Friday, May 21, 2010

The basic conflict

The first words we hear from the West are of a war (the Trojan War) in a time so long ago that archeology is needed to determine whether there is any truth to it at all. We know that it is a story, a work of art that was itself created at some unknown time in the past. Yet it seems to describe, with great detail and reality, a time and a culture that really existed.
Where these men came from who fought on those far shores of the Aegean Sea, we are not sure. They are counted as the ancestors of the Greeks, a civilization of such advancement and accomplishment that it seems incredible that it happened so long ago. For though it was first, many believe that it is still the greatest. The Greek language was (and is) a thing of beauty in itself, capable of sophisticated nuances of meaning and of expressions of beauty few languages in the history of mankind can match. We justifiably credit the Greek heritage with breathing anew life and inspiration into Western arts, culture, thought and politics nearly two millennia after that glorious time.
If the Greeks were so advanced, how can it be that we do not know where they came from? They came almost out of nowhere and flowered and bore fruit as though they had roots of incredible depth.
A few things have been pieced together by archeologists. There were peoples in the Aegean, on its many islands. There were peoples on the Greek mainland. And there were some people who came from the north at some point.
The first civilization on Western soil actually began in Crete. We call it a civilization because it had writing and palaces and a heirarchical society. But we can’t decipher their writing, so all we know about them is what archeologists can glean from their digs.
We do not even know if it could be called a Western civilization at all. We know that it was on Western soil, and that their written language was native to their culture, not imported from elsewhere. But are these facts enough to make it classifiable as a Western culture?
Crete is close to Egypt, which was already advanced in those days. Egyptian objects are found amongst their ruins, and references to Crete can be found in Egyptian writings.
The spread of civilization from its cradles in Mesopotamia and Egypt seems to have made its way to the island of Crete. The Egyptians had ships; they sailed out from the Nile. They traded with people in the region. The practice of writing things down is a thing that can be learned.
Civilization spread, and as it spread, people of many different cultural heritages came into contact with it. And it was adapted and used by them in their own ways.
But it may have been that there was a cultural area far from civilization’s ground zero which, though it did not use writing, was yet of considerable complexity and capable of intelligence usually considered to be reserved for literate peoples.
It is said of the ancient Celts that they preferred not to write things down, and it is because of that that their civilization is lost to us. It is also said that the songs of Homer are from an oral tradition that goes back far into prehistory, and that its forms are such that they facilitate memorization. There are such forms and stories in other Western traditions--the Germanic, the Irish, the Norse and others.
The Greeks may have come from a well that was deep, but of which we have no written record. They were on the eastern-most fringe of the Western world, and as they came into contact with people who wrote things down and built elaborate palaces and organized themselves into large political entities and studied ancient tomes of wisdom, the Greeks learned to do those things, too.
But the Greeks, because they were from a different culture which had grown and developed sufficiently to be aware of and confident in its own differences, did not copy but rather built new things with the new tools they encountered in the East.
They were a relatively small force against the power of the East. It was only by heroics of the most outstanding sort that they defended themselves against the might of Persia.

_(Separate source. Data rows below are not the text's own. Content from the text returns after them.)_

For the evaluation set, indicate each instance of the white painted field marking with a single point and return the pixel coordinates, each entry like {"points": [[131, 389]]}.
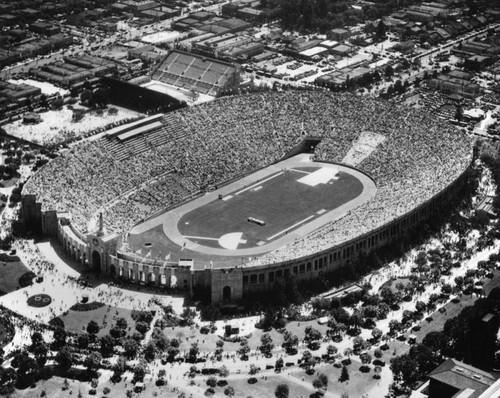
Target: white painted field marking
{"points": [[320, 176], [200, 237], [231, 241], [289, 228], [259, 183], [301, 171]]}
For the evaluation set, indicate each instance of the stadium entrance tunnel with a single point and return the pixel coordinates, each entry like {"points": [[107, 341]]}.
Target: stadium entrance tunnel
{"points": [[307, 145], [96, 261], [226, 293]]}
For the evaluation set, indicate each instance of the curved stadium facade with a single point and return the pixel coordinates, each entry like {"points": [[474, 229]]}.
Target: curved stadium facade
{"points": [[143, 175]]}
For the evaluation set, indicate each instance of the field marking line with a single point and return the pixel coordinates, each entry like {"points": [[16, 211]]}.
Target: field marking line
{"points": [[200, 237], [289, 228], [259, 183], [301, 171]]}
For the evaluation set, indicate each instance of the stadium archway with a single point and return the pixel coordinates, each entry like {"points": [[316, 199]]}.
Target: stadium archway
{"points": [[96, 261], [226, 293]]}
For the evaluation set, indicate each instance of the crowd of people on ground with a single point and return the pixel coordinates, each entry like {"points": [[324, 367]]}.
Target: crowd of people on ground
{"points": [[233, 136]]}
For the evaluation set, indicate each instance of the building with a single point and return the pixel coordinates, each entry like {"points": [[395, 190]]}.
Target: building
{"points": [[339, 34], [456, 379], [194, 72]]}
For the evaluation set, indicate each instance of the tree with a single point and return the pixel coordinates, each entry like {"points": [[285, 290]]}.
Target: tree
{"points": [[85, 97], [407, 367], [436, 341], [83, 340], [381, 30], [344, 374], [131, 347], [139, 372], [93, 328], [211, 381], [365, 358], [92, 362], [64, 358], [121, 323], [282, 391], [279, 364], [376, 334], [243, 351], [223, 371], [40, 352], [107, 345], [59, 339], [8, 379], [118, 369], [193, 353], [331, 350], [150, 351], [389, 71], [290, 343], [266, 344]]}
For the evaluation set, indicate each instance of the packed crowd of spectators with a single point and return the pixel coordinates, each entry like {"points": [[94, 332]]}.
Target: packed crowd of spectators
{"points": [[233, 136]]}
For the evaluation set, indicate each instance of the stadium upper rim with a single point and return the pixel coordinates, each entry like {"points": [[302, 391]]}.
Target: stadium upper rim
{"points": [[410, 155]]}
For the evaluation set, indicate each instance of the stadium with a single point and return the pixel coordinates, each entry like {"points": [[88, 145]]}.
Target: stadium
{"points": [[229, 196]]}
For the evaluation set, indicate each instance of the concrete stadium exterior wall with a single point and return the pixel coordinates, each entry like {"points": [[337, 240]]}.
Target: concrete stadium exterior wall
{"points": [[225, 284]]}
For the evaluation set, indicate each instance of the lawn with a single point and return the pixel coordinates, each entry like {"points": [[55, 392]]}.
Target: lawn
{"points": [[9, 276], [53, 389], [208, 342], [358, 384], [263, 387], [77, 321], [392, 283], [439, 318]]}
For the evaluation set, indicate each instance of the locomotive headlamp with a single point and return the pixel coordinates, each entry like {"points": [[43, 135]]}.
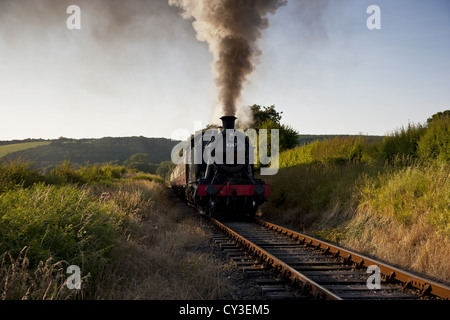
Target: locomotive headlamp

What is the essential difference between the East and West? I believe the difference is captured in a simple quote from the Greek historian Herodotus. A pair of Spartans brought before the Persian king, explaining why they refused to bow down to him, said, “It is not our custom to worship men.”
The first point about this is that it reveals a difference in custom. The Spartans were not necessarily asserting that it is absolutely wrong for anyone to worship men. They were saying that it was not their custom. The East has that custom; the West does not. There lies the essential difference.
In the Eastern custom, the king or emperor was thought to be a god. Western traditions generally hold that rulers are human, and while there is a realm of the divine, it is separate from this world.
Much of Western history, from the time of Xerxes’ invasion of the Hellenic world to the fall of the Third Reich, can be viewed as a struggle between the Eastern tradition of the divinity of the emperor and Western traditions of individuality, democracy and the rule of law.
The essential difference is in a Western tendency, present apparently from prehistoric times, to hold that authority stems basically from the people, not from the ruler or from on high.
Or, if it does come from on high, it is from an infinite authority that is not legitimately represented by any government, that can speak directly to any person, thus making the people sovereign rather than any earthly ruler.